Tel fut le calcul de François Bayrou en mai 2007 : arriver en deuxième position au premier tour, pour l’emporter au second grâce à l’apport, hétéroclite mais décisif, des « tout sauf Sarkozy ». Pour réussir, il supposait que des socialistes en assez grand nombre, persuadés de l’échec de Royal et choisissant entre deux maux le moindre, voteraient en sa faveur dès le 5 mai pour le mettre en position de battre à coup sûr Sarkozy lors du scrutin final.
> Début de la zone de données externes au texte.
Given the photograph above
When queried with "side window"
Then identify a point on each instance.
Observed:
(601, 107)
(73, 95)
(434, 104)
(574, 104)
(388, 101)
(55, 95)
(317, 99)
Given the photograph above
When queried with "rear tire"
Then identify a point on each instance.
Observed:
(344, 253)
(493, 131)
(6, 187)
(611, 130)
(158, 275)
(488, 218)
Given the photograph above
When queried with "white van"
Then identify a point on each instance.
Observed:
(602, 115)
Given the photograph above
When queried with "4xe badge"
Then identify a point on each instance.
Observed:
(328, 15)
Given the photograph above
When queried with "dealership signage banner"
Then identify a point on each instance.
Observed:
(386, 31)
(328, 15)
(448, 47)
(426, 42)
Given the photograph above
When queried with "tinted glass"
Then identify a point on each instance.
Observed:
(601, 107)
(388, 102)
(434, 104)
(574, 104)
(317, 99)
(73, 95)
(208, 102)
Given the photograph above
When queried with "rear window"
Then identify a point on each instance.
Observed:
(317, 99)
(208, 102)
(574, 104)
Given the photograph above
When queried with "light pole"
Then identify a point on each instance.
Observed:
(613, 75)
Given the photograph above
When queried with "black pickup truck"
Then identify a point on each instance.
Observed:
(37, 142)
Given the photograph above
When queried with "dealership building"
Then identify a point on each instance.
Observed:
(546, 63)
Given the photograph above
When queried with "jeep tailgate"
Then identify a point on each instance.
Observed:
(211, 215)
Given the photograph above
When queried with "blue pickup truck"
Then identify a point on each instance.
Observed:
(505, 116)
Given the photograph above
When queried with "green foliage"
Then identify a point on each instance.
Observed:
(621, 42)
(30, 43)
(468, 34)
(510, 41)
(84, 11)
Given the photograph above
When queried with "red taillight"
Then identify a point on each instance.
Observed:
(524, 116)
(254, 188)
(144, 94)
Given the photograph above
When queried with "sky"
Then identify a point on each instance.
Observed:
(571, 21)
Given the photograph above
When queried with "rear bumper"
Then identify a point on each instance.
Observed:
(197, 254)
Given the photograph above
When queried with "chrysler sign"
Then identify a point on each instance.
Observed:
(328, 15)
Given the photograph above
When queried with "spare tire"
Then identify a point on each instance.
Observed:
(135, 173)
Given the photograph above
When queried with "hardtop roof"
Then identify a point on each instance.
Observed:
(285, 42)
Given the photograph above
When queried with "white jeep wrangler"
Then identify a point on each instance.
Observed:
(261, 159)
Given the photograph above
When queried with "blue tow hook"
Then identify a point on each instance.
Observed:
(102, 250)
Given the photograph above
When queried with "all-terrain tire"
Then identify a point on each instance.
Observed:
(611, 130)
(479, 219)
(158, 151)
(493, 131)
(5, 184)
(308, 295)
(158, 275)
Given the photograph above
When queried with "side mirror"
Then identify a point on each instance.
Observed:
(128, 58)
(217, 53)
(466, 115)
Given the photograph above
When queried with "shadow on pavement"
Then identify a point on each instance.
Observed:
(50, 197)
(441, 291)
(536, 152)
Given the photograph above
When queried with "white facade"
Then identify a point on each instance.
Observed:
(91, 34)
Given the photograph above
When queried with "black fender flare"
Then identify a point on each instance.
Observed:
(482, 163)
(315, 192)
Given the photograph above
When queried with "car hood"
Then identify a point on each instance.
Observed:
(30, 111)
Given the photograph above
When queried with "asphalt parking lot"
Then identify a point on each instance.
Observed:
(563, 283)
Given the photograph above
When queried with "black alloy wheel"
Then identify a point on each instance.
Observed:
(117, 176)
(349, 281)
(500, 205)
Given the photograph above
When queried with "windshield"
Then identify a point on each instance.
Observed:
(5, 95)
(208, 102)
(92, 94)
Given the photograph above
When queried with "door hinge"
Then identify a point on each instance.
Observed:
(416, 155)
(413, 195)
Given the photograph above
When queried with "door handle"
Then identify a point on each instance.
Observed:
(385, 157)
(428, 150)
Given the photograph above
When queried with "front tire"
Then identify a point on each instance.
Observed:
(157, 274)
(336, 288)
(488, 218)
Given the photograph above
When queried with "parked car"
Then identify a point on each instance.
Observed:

La tentative a échoué parce que la fidélité des sympathisants de gauche à leur camp, nourrie de l’espoir d’une mobilisation in extremis victorieuse, a été plus forte que la tentation d’une manœuvre politicienne incertaine et, à leurs yeux, contre nature.

C’est pourtant la même stratégie que reprend Bayrou, avec une foi plus ardente que jamais dans ses chances : comme naguère Mitterrand, il entend se poser en opposant principal, apparaître plus menaçant pour le président sortant qu’un PS affaibli par ses dissensions et, demain peut-être, supplanté par une extrême gauche non moins éclatée. â¨Ce que décrypte l’un de ses stratèges : « Il veut dépasser la gauche en débordant le PS. »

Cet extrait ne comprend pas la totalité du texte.